Sommaire et edito - 1998

Isabelle Bougault

Bulletin 164

1998-03-02


164 : « Musiques actuelles, Education musicale actuelle ? » - 1998

Notre prochain congrès, présenté dans les pages suivantes, pose, et ce n’est pas la première fois, la question obsédante pour notre enseignement de la place qu’y occupent les expressions musicales contemporaines.
Sur la planète Musique d’un enfant ou adolescent d’âge scolaire, le professeur d’Education musicale n’est pas, loin s’en faut, sa seule source d’information. D’ailleurs, plus l’enfant grandit, plus les sources se multiplient...
Face à cette inévitable réalité, nous ne pouvons être ni les Don Quichotte du patrimoine musical de l’humanité, ultimes et héroïques défenseurs d’une superbe citadelle assiégée par des barbares venus de multiples autres mondes, ni, à l’inverse, les chevaliers serviles d’un Big Brother musical qui, avançant masqué, uniformiserait peu à peu les sensibilités qui font la richesse du monde.
Définir l’ambition de notre rôle éducatif revient d’abord à dénoncer ces deux démagogies, armes vaines et dérisoires au regard des enjeux de l’Education artistique dans la formation générale obligatoire.
Si notre travail quotidien avec les élèves nous rassure sans cesse sur la qualité des relations sensibles qu’ils peuvent entretenir avec les oeuvres du passé que l’on a bien voulu leur faire découvrir, il nous interpelle tout autant sur la force de nouvelles esthétiques dans le paysage sonore des enfants. Le cours d’Education musicale est un lieu de tolérance et ne peut alors s’arroger le droit de juger. Comme lieu d’écoute, il doit tout accueillir. Lieu d’expression enfin, il doit multiplier les possibles.
Tolérance, écoute et expression... Ce triptyque ambitieux et complexe peut, à sa façon, résumer l’Education musicale et permettre d’en mesurer l’urgence comme la place centrale qu’elle doit occuper dans la construction personnelle de chaque individu.

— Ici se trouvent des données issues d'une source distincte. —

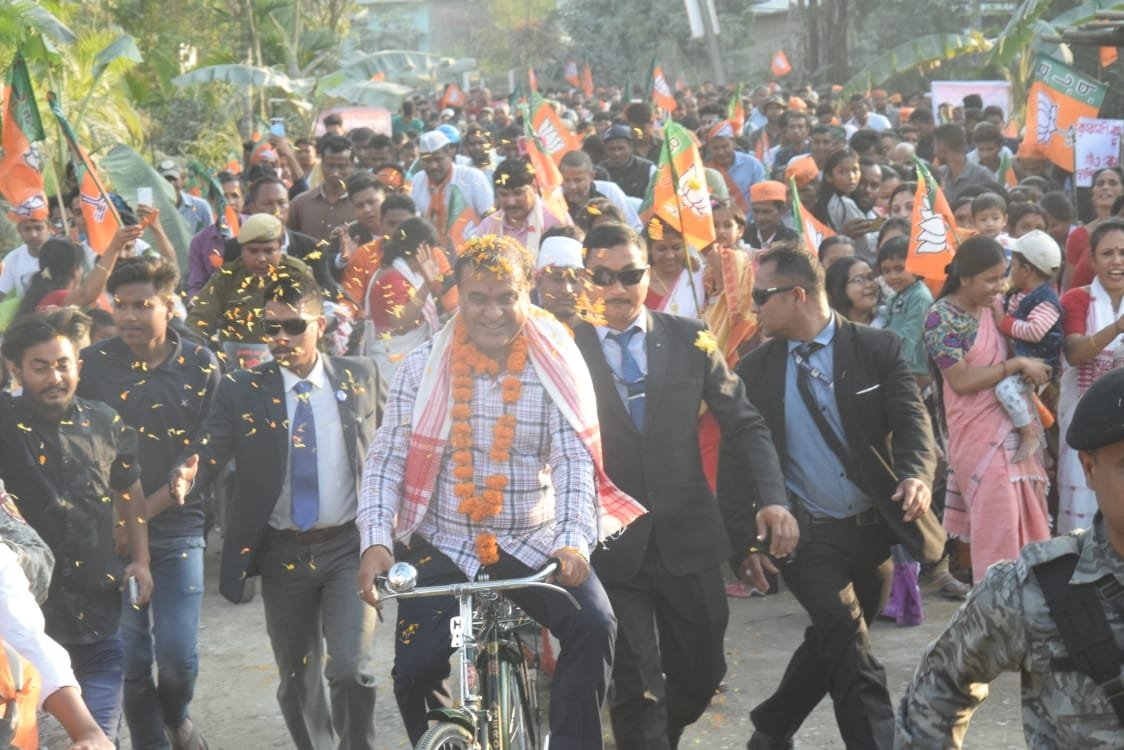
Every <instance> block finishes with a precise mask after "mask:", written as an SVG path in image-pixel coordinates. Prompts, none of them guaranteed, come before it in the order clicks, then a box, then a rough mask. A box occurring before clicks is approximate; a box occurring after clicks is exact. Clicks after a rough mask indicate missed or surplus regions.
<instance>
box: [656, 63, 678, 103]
mask: <svg viewBox="0 0 1124 750" xmlns="http://www.w3.org/2000/svg"><path fill="white" fill-rule="evenodd" d="M651 97H652V103H654V105H655V106H656V107H659V108H660V109H662V110H663V111H665V112H668V114H669V115H670V114H671V112H673V111H676V97H674V94H672V93H671V87H670V85H668V79H667V78H664V76H663V69H662V67H660V66H659V65H653V67H652V91H651Z"/></svg>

Quelque part, le reste n’est qu’accessoire...

Vincent MAESTRACCI
Président

Bulletin 165

1998-06-01


165 : « Inquiétudes ou perspectives ? » - 1998


Entre les réformes promises et les décisions qui se dessinent, nous aurions espéré un trajet plus rectiligne ! Hélas et encore une fois, des virages trop brutaux risquent de nous faire perdre nos plus précieuses cargaisons…

La réforme du lycée, que le Ministre souhaite mettre en place dès la prochaine rentrée nous interroge à plus d’un titre. Actuellement l’éducation musicale au lycée repose sur :

l’enseignement obligatoire dans la série L, à la fois généraliste et ambitieux par les perspectives qu’il offre aux élèves après le baccalauréat.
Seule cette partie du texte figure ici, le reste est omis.